I’ve been the city forester since 2006. I am Goshen’s first city forester. A friend of mine who was on the Tree Board at that time told me the city was looking to hire somebody so he said, ‘Hey, apply for this.’ And I did.
The basic piece of the job is caring for the existing trees, especially in public spaces like parks and public right of way along streets and at public buildings. There’s also planting and making plans for planting where there are spaces that should receive trees. That means inventorying our public trees and analyzing that data, making larger plans for a canopy goal. It means engaging the public quite a bit to help them understand why trees are valuable, and educating about the public infrastructural role of trees.
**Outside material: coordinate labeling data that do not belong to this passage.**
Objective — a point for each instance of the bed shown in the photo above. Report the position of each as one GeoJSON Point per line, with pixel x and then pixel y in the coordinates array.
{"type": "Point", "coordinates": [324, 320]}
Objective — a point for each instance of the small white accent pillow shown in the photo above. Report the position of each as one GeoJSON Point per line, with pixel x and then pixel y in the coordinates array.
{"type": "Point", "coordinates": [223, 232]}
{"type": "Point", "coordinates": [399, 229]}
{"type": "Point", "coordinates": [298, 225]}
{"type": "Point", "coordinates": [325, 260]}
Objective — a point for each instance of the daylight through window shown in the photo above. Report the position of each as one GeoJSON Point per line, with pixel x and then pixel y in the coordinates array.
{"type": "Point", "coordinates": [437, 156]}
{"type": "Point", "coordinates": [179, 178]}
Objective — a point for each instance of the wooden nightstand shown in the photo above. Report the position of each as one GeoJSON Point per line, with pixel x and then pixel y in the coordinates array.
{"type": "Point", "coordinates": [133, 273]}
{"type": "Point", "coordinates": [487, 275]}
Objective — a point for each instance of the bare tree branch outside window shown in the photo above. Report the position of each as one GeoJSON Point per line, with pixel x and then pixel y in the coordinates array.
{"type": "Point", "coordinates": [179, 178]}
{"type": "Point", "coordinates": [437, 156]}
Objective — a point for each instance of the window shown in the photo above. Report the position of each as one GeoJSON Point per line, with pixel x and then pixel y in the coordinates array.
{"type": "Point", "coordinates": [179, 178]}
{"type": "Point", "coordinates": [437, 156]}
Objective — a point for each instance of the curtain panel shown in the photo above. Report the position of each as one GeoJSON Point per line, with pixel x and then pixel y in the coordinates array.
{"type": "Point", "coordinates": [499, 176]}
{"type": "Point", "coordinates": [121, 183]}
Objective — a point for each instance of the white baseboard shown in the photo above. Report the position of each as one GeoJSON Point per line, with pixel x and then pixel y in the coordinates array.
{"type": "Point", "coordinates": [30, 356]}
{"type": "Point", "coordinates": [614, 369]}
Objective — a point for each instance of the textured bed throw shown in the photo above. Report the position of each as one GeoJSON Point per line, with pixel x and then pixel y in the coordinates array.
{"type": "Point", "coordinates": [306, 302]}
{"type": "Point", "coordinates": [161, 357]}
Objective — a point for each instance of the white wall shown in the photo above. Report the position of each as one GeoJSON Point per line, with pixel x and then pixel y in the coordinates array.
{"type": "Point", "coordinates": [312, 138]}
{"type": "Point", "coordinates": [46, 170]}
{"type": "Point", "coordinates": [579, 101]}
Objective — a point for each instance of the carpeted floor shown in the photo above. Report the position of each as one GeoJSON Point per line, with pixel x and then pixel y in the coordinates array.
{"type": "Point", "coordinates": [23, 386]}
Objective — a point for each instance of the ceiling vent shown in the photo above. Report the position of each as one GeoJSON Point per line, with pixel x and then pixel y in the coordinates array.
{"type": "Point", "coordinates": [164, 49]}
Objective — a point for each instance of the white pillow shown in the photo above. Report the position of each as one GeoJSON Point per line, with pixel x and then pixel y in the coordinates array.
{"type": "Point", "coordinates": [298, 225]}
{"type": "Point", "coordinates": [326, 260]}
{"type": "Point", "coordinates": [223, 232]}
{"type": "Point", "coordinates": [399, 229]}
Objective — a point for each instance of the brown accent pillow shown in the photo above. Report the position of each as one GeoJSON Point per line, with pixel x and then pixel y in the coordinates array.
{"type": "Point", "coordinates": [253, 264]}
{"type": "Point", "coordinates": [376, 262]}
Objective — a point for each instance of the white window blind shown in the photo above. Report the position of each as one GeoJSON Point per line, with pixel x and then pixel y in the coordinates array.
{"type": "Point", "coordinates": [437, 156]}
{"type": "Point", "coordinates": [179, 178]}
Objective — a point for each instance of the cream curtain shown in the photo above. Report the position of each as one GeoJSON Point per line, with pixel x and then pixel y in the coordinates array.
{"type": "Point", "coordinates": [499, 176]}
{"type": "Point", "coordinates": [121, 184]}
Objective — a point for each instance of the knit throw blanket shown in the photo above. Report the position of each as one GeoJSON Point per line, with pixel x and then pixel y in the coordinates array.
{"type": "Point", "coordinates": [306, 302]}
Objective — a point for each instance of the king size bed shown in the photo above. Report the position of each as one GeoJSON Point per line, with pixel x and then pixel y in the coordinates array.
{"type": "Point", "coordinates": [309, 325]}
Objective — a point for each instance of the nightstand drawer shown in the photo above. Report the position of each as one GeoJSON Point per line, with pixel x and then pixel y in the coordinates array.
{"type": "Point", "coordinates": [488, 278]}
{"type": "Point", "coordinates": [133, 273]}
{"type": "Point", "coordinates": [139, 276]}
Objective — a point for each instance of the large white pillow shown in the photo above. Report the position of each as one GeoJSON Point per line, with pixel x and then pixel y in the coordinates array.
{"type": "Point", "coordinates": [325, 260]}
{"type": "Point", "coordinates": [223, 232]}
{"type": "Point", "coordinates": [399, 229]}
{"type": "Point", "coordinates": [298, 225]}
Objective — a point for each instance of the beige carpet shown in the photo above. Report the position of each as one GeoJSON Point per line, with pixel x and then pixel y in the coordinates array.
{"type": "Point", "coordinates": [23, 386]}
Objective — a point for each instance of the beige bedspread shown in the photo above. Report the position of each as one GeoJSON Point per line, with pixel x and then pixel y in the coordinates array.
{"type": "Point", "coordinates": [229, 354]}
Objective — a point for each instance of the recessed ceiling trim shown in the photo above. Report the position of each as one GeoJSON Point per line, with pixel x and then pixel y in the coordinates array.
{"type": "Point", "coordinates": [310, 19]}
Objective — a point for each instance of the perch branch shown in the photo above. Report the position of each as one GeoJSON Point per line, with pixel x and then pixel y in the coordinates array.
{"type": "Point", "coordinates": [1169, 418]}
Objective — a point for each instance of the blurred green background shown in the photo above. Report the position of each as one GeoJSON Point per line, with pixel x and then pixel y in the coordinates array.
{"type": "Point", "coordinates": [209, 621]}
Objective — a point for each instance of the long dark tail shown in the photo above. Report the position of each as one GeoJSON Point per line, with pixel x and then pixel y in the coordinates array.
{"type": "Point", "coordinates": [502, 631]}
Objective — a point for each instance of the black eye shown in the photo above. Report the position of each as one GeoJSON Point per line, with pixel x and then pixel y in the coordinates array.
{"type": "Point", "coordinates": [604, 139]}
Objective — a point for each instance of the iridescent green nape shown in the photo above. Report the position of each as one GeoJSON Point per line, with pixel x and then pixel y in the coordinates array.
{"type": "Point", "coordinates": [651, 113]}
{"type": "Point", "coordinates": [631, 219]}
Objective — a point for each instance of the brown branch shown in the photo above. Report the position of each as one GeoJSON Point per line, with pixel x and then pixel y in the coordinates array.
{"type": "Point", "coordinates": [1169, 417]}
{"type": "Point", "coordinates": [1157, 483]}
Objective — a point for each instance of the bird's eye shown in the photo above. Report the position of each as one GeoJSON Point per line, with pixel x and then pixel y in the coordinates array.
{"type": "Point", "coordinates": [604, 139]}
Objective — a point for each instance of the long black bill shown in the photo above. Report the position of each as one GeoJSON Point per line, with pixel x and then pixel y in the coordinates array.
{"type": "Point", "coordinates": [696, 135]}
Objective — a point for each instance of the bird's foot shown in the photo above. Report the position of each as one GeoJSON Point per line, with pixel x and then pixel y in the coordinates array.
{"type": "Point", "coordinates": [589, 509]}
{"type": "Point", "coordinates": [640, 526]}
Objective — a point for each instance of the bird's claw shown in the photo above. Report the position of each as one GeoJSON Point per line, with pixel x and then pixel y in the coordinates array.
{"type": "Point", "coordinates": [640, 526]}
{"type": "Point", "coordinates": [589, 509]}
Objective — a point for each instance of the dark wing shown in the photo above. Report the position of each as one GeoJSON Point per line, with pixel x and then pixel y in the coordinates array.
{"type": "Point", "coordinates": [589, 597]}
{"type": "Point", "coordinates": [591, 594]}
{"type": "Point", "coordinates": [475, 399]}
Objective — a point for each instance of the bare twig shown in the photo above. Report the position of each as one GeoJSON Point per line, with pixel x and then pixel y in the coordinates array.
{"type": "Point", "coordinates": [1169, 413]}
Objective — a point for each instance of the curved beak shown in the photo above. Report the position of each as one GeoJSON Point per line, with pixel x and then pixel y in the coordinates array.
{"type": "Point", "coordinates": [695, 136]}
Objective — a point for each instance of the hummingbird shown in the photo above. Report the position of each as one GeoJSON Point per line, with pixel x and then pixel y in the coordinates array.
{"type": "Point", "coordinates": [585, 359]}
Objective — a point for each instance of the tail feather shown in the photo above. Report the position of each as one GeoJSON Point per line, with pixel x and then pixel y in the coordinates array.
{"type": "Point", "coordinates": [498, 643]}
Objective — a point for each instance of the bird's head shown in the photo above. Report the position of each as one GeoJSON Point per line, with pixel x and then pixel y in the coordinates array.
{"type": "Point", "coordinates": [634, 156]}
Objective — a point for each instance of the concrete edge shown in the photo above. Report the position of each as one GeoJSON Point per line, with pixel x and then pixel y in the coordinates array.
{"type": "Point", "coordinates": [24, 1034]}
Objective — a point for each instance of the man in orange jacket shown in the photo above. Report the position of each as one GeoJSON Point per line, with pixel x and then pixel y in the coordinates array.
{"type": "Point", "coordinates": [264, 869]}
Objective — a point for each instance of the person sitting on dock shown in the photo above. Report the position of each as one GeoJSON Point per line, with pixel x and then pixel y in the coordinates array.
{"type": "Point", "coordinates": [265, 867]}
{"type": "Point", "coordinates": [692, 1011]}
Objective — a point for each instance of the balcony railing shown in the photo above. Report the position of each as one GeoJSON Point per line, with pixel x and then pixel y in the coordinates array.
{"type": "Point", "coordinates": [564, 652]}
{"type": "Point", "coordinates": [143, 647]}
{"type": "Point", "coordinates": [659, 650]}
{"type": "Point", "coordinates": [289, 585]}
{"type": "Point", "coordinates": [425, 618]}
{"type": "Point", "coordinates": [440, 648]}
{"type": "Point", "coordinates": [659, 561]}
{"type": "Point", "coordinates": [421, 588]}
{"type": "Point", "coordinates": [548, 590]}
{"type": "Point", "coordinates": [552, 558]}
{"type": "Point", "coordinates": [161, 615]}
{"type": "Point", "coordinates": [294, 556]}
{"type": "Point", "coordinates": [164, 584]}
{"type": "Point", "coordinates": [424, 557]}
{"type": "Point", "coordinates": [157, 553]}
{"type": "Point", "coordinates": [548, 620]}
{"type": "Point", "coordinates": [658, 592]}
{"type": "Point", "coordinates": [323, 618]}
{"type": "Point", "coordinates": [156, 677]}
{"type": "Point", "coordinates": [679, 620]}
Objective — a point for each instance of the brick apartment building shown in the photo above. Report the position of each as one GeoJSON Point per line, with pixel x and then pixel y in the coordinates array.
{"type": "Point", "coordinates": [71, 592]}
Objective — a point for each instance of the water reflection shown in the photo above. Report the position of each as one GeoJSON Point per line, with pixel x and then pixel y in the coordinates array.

Certainly we’ve had to scale back some things because of the virus. We would have been doing a lot of pruning, especially of young trees, kind of training them. We’ve had to put all that on hold. It is outside work, but the logistics of moving different sets of people around to do that kind of work just became hard to figure out. We’re also doing a smaller planting this year, just because of the staffing: How do we put together the staffing and feel safe about doing that kind of work? We have a volunteer tree watering program that runs through the summer, and we’re trying to figure out how we’re going to make that work, too. Just because of the proximity between people that’s required to pull that off.
One of the big projects of the city’s new Environmental Resilience Department is to create a climate action plan, both for the local government and for the community. We were having a series of live face-to-face meetings to help people start thinking about some of the issues surrounding the climate action plan, and to talk about exactly what the heck it is. Because that’s important to know, too!
We’d had a series of those meetings already before things kind of shut down, so we moved all of that online. We haven’t yet figured out how best to have the meetings that are directed specifically at climate action planning, because we needed those to be more interactive meetings, a conversation between the public and presenters. But I feel we are getting close to figuring out how to do that.